WATSONVILLE—The Pajaro Valley Unified School District Board of Trustees on Wednesday approved a plan to create a virtual academy for the 2020-21 school year.
The PVUSD Virtual Academy will be formed as an alternative school with its own teachers, administration and curriculum.
PVUSD Superintendent Michelle Rodriguez said that the proposal came after numerous students, parents, guardians and caretakers said in a survey that they wanted a distance-only option, regardless of whether PVUSD decided to return its students to the classroom later in the year.
More than 50% of the respondents, Rodriguez said, stated that they would take their children to different districts if PVUSD did not offer a virtual option.
The estimated loss of 100 students would mean a $1.12 million hit to the budget, Rodriguez said.
“These numbers are showing us we will lose students if we don’t do this,” she said. “We really can’t afford to lose another 100 or 200 students to someone else, and there are other options out there that they would be able to go to.”
Launching the online academy, on the other hand—estimated at just over $1.9 million—will be cost-neutral, since no facility is necessary and the district can use existing per-pupil funding, Rodriguez said.

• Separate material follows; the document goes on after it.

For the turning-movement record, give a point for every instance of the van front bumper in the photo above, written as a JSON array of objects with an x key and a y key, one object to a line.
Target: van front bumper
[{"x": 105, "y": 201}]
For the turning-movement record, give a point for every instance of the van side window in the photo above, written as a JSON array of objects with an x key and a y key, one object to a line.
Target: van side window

The Virtual Academy will serve approximately 335 students in grades K-12.
The school will have a full-time principal, an office manager, a site-based computer technician, and an academic counselor, along with 13 teachers.

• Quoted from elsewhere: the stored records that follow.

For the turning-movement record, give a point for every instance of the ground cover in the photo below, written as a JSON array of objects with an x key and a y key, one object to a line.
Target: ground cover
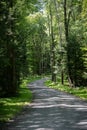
[
  {"x": 10, "y": 107},
  {"x": 78, "y": 91}
]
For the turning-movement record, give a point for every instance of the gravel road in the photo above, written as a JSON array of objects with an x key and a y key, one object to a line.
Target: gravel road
[{"x": 51, "y": 110}]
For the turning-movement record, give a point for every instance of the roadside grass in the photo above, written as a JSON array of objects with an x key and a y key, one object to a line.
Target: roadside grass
[
  {"x": 80, "y": 92},
  {"x": 10, "y": 107}
]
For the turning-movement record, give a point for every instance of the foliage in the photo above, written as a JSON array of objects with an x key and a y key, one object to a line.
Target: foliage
[{"x": 79, "y": 92}]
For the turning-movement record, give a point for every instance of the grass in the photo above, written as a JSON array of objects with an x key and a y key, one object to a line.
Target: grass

Those numbers could change if enrollment increases, Rodriguez said, adding that the school could accommodate as many as 1,700 students.

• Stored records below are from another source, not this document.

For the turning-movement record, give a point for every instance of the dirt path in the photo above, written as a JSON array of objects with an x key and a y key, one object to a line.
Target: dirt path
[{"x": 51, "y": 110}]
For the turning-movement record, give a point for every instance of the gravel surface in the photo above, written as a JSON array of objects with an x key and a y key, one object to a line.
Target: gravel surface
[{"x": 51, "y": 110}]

PVUSD Virtual Academy’s curriculum will align with common core requirements, and students will receive state testing.
Students throughout PVUSD could attend, and the district has seen interest from students outside the district, adding the possibility of additional funding, Rodriguez said.
To date, district staff have received approximately 500 notices of intent to enroll at PVUSD Virtual Academy for the upcoming school year.
The item passed 5-2, with trustees Jennifer Schacher and Georgia Acosta dissenting.